A comparison of kernel equating methods based on Neat design

Periodical
Eurasian Journal of Educational Research
Year
2019
Issue number
82
Page range
27-44
Access date
November 20, 2019
Relates to study/studies
TIMSS 2015

A comparison of kernel equating methods based on Neat design

Abstract

Problem Statement: Equating can be defined as a statistical process that allows modifying the differences between test forms with similar content and difficulty so that the scores obtained from these forms can be used interchangeably. In the literature, there are many equating methods, one of which is Kernel equating. Trends in International Mathematics and Science Study (TIMSS) aims to find out the knowledge and skills gained by the fourth and eighth-grade students in the fields of mathematics and science. TIMSS have different test forms, and these forms are equated through common items.

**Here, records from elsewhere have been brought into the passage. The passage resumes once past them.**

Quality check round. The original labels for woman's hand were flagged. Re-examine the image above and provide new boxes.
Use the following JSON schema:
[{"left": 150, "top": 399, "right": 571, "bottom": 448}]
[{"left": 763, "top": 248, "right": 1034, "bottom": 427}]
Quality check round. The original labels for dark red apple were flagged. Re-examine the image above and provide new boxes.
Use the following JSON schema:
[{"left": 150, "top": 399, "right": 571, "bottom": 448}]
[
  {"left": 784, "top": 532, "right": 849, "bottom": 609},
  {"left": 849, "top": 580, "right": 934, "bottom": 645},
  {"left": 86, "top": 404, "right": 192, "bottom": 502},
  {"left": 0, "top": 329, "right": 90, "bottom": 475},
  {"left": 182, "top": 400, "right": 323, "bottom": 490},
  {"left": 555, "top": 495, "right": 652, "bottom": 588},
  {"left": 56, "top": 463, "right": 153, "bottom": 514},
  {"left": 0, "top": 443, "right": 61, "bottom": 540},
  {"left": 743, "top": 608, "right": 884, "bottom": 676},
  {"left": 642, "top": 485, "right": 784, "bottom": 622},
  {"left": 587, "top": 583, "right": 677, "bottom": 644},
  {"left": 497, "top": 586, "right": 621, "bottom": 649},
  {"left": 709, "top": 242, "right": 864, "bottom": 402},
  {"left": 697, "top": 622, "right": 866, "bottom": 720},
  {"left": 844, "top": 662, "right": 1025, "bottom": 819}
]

Purpose of the Study: This research aimed to compare the equated score results of the Kernel equating (KE) methods, which are chained, and post-stratification equipercentile and linear equating methods under NEAT design.

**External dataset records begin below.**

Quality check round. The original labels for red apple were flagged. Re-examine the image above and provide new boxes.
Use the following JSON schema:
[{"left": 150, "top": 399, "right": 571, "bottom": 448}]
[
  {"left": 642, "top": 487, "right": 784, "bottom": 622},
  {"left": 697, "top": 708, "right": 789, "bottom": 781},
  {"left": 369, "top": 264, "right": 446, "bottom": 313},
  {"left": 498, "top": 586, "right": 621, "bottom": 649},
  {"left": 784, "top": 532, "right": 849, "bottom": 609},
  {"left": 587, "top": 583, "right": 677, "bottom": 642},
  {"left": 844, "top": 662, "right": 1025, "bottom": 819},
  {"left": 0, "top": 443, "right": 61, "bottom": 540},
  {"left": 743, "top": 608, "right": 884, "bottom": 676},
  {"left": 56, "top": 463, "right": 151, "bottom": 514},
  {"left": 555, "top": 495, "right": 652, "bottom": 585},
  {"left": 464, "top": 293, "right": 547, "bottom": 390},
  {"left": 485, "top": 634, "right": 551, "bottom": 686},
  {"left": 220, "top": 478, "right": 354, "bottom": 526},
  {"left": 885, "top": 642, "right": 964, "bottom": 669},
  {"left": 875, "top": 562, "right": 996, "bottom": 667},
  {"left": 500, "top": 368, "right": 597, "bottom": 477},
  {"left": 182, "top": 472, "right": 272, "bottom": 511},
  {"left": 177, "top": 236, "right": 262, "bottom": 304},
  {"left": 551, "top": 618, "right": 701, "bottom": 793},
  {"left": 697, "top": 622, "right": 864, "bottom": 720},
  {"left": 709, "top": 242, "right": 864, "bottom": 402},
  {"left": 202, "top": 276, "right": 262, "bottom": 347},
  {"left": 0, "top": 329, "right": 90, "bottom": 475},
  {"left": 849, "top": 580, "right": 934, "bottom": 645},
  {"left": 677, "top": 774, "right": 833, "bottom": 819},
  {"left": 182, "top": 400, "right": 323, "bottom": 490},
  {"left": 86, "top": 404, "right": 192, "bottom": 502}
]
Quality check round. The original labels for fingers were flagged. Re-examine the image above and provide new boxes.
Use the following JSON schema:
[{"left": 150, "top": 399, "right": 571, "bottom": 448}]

Methodology: TIMMS Science data were used in this study. The study sample consisted of 865 eighth-grade examinees who were given the Booklets 1 and 14 during the TIMSS application in Turkey. There were 39 items in Booklet 1, and 38 items in Booklet 14. Firstly, descriptive statistics were calculated and then the two Booklets were equated according to NEAT design based on Kernel chained, Kernel post-stratification equipercentile, and linear equating methods. Secondly, the equating methods were evaluated according to some criteria such as DTM, PRE, SEE, SEED, and RMSD.

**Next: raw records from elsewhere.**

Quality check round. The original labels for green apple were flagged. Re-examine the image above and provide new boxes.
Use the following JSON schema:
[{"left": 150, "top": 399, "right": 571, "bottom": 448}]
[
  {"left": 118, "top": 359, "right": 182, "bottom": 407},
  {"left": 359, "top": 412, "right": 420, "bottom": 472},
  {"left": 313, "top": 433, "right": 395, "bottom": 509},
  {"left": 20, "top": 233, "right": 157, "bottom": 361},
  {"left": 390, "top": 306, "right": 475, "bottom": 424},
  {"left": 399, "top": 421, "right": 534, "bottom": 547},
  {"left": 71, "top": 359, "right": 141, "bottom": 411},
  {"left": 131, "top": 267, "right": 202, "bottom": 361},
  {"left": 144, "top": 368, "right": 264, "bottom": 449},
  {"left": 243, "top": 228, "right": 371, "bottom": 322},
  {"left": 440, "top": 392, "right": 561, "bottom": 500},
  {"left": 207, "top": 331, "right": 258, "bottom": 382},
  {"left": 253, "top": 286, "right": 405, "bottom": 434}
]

Findings and Results: It was seen that results based on equipercentile and linear equating methods were consistent with each other, except for a high range of the score scale. PRE values demonstrated that KE equipercentile equating methods better matched with the discrete target distribution Y, and distribution of SEED revealed that KE equipercentile and linear methods were not significantly different from each other according to DTM.